EVP: Investing for the Long Run - Tom Stubbe Olsen and Mark Bole
Turbulence in the world’s financial markets is encouraging investors to go for safer, long-term strategies instead of riskier ones with short-term gains. Tom Stubbe Olsen (top) and Mark Bole, of European Value Partners, believe that focusing on the underlying earning power of the business and not irrational stock price movements is most important in generating solid returns for investors.
Investors around the world have been tempted in recent years by increasingly sophisticated investment products that maximise absolute returns but are often so complex it is not clear what investors’ exposures are. Now, however, with credit markets tight and concerns increasing over economic growth, attitudes to risk are changing.
There is certainly a growing appetite for investments that take a more balanced, long-term approach, as Luxembourg-based investment manager European Value Partners (EVP) is discovering. The people behind EVP have put together what they feel is a unique model offering consistency, transparency and long-term growth.
‘We view ourselves as asset managers, not asset gatherers,’ says founder Tom Stubbe Olsen. ‘There is an alignment of investor interest with our business philosophy. We created EVP to align the interests of our clients to that of our investment and business philosophy. This secures a sound foundation for the successful application of our investment approach.’
Olsen and fellow founder Léon Kirch formed EVP less than a year ago with the sole aim of identifying and investing in undervalued, European-listed businesses. Using a five-year investment horizon, the goal is to achieve aboveaverage returns for both high net worth individuals and institutional investors.
It prides itself on its independence, which is especially important as financial markets come under pressure, investor confidence falls and the world adjusts to the oncoming climate of the credit crunch.
‘We invest money for some large organisations, but we are not part of one. We are an independent firm and we earn the trust of our clients by giving them a clear outlook on the portfolio’s structure and performance. The market is full of products that are very opaque. We want people to know who we are and what we are investing in,’ says Mark Bole, EVP’s CEO. ‘Transparency is what we can change and that is critical at such a difficult time for the markets.’
The value investors
Transparency is a key tenet of Olsen’s investment philosophy, which he devised with Kirch during their time with Nordea.
‘I have a firm belief that if people understand what we do they will hold investments in periods when our investment style is not the focus of the market. If people know how we manage their money it raises their comfort level,’ says Olsen.
It was at Nordea that Olsen and Kirch experienced the importance of focusing on earning power to determine the value of an investment.
Having joined in 1993, Olsen’s first task was to manage an Asian fund when many companies saw earning power rapidly evaporate. This trained him to look for mismatches between earnings, profit and valuation. Subsequently, he applied this approach to the Asian fund in 1996 and then later brought it to bear on the European Value Fund which EVP continues to advise. It was during this time that the principles of the investment philosophy that underpin EVP crystallised. Olsen, along with Kirch who joined in 2002, has spent the past decade refining the execution of this philosophy while generating compounded annual returns in excess of 600 basis points above the European equity market.

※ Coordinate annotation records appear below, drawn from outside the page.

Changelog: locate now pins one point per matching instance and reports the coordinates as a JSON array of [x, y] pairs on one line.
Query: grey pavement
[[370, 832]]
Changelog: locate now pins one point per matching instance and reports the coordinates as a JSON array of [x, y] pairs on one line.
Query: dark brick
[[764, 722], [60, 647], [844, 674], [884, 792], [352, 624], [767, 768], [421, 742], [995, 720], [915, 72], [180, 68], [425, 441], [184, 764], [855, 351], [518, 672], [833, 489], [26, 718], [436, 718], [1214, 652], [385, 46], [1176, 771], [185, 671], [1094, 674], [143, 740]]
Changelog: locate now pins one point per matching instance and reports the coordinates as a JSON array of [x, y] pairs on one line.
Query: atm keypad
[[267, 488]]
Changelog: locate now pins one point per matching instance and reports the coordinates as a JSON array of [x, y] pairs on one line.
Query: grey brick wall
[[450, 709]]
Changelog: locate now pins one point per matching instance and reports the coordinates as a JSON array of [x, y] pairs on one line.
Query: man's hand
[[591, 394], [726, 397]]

A firm platform for the future
The criteria defined by EVP’s philosophy rules out some types of investment, no matter how popular some markets have become recently. For instance, a lot of speculative money has been chasing the bull run in commodities – particularly energy – but EVP does not invest in oil or any other bulk commodity market which has a negative impact on short-term performance.
‘To model the value of commodity or oil companies you must be able to forecast the price of oil, steel or copper, for instance. If we can’t have high levels of accuracy we can’t evaluate those companies properly, so we won’t invest in them,’ says Bole.
Instead, EVP focuses on business segments it understands deeply and in which it can be sure of its means of identifying hidden value. EVP is clear about its investment strategy, how it can add value and the kind of investors it wishes to attract.
'We are very focused. We do one thing, one way,' says Olsen. Although it is early days for a company that targets long-term value, the methodology has established a good track record through bull and bear markets. Its creators believe it will stand the test of time and its investors will grow accustomed to the transparency that shows where their money is invested and how the portfolio is performing.
Now, challenging financial conditions may drive investors towards methodologies like EVP's, but whether or not the bulls or the bears are in the ascendancy, value investing could offer a blend of returns and risk aversion that will be hard to ignore.